Much like with DOJ’s Voluntary Self-Disclosure (VSD) programs, a whistleblower must be the “first in the door” to benefit from the whistleblower rewards program. Monaco explained that the incentive to be the first to report to DOJ—both in this pilot program and DOJ’s VSD programs—creates a “multiplier effect, encouraging both companies and individuals to tell us what they know as soon as they know it.” Monaco continued, “This helps us build the strongest criminal cases against the most culpable wrongdoers. It helps us impose the most significant penalties on those who most deserve it. And it helps us use our carrots to wield larger sticks.” Accordingly, individuals and entities who were involved in criminal misconduct—and are thus ineligible to participate in the whistleblower rewards program—will have to race others attempting to benefit from the whistleblower rewards program to qualify for the benefit of DOJ’s VSD programs.

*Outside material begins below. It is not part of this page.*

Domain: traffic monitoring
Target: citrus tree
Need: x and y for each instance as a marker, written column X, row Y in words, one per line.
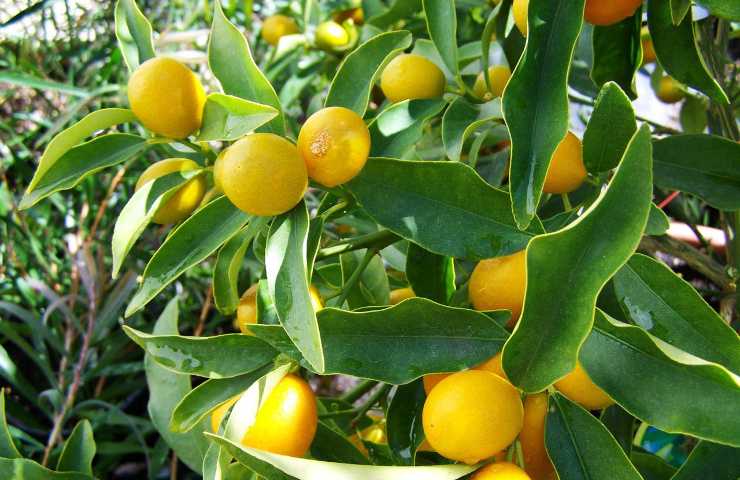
column 439, row 216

FCPA Enforcement, Domestic Corruption, and Other Gaps

Although individuals and entities under the regulatory jurisdiction of agencies such as the SEC, CFTC, IRS, and FinCEN already have to contend with the potential for whistleblowers, the new DOJ whistleblower rewards program creates new potential fronts for whistleblower activity. In her remarks, Argentieri stated that DOJ anticipates that the whistleblower rewards program “could prove especially useful in developing foreign corruption cases that are outside the jurisdiction of the SEC, including FCPA violations by non-issuers.” DOJ also highlighted their hopes that this new program would lead to new tips related to criminal abuses of the U.S. financial system and domestic corruption cases involving illicit payments to government officials. Therefore, individuals and privately held companies will likely need to consider recalibrating their risk assessments to account for the expanded risk for whistleblower activity under the FCPA and other criminal statutes.

Concluding Thoughts

This development out of Main Justice is in line with the broader sweep of the Biden administration’s focus on encouraging self-reporting of white-collar crimes. Given the success of whistleblower programs at other federal agencies such as the SEC and CFTC, the DOJ policy is a continuation of that trend. But it also follows on the heels of two US Attorneys’ Offices that have or will soon have VSD programs: the Southern District of New York (which launched a Whistleblower Pilot Program in February 2024) and the Northern District of California (not yet launched).

We will continue to monitor this development.